E la musica, non suoni più?
Quella passione, per ora, l’ho abbandonata mentre ti confesso che ora sono molto coinvolto nelle attività di gaming e, infatti, quando torno a casa dopo gli allenamenti mi piazzo davanti alla console e non mi schiodo per ore, e poi chissà un giorno potrei dedicarmi anche all’attività di streamer.
A proposito di casa e famiglia, so che pur essendo molto aperto e disponibile, non ami quasi mai parlare delle tue vicende personali. Posso chiederti, però, se la tua lunghissima storia d’amore va sempre a gonfie vele e se pensi di coronarla con il matrimonio?

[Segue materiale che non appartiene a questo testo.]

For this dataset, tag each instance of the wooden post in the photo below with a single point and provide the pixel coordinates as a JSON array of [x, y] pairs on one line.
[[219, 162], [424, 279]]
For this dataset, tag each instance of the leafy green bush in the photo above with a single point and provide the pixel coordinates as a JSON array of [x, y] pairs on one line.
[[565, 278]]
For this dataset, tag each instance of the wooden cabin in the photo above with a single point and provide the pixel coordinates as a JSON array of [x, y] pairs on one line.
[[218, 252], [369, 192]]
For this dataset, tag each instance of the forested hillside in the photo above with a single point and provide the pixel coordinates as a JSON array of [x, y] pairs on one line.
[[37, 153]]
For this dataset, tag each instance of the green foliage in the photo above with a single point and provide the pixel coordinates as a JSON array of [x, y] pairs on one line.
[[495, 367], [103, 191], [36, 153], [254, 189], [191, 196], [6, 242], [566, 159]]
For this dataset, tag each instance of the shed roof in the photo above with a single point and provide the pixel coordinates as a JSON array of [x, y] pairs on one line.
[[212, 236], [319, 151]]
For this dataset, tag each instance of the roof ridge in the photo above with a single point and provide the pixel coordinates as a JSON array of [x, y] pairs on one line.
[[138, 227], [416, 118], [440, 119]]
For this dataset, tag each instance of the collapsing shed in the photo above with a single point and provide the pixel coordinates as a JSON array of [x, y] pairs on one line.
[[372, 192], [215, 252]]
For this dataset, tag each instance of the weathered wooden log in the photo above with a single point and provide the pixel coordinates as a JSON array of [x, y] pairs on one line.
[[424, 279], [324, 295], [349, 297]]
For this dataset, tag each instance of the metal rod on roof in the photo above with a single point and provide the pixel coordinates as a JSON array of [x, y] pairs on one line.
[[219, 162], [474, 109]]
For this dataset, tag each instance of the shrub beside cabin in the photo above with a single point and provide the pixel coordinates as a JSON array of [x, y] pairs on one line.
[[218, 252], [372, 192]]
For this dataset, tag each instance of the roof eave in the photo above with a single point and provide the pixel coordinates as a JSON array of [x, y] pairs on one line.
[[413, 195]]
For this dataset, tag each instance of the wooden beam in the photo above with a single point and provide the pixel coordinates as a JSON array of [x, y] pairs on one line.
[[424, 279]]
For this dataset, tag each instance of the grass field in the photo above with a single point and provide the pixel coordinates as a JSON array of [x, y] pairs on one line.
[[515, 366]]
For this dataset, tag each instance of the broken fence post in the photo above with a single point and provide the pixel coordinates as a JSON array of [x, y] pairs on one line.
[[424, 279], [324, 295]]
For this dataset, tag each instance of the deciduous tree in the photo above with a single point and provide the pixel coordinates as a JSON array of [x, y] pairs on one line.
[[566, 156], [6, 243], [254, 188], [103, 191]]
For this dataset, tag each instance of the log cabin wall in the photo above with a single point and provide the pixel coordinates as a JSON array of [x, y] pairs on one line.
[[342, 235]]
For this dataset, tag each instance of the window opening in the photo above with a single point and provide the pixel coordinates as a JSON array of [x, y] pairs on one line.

Io e Giuseppina (Palluzzi ndr) stiamo insieme da 20 anni e viviamo insieme da tempo. Stiamo benissimo e quel che posso dirti è che, magari, dopo le Olimpiadi potremmo pensare di far nascere un piccolo Andrew.
Dopo questa tenerissima novità non posso che incrociare fortissimo le dita e farti il mio personale più grande in bocca al lupo perché, veramente, vederti alle Olimpiadi sarebbe, oltre a un’enorme soddisfazione per te, un grande spot per tutto il movimento dell’Atletica.
Per chiudere so che ci tieni sempre a ringraziare il tuo Gruppo Sportivo dell’Aeronautica.
La parola “grazie” nei loro confronti mi sembra quasi riduttiva, perché mi hanno sempre sostenuto e aiutato in ogni momento, anche quelli più difficili e sai bene come ce ne siano stati tanti.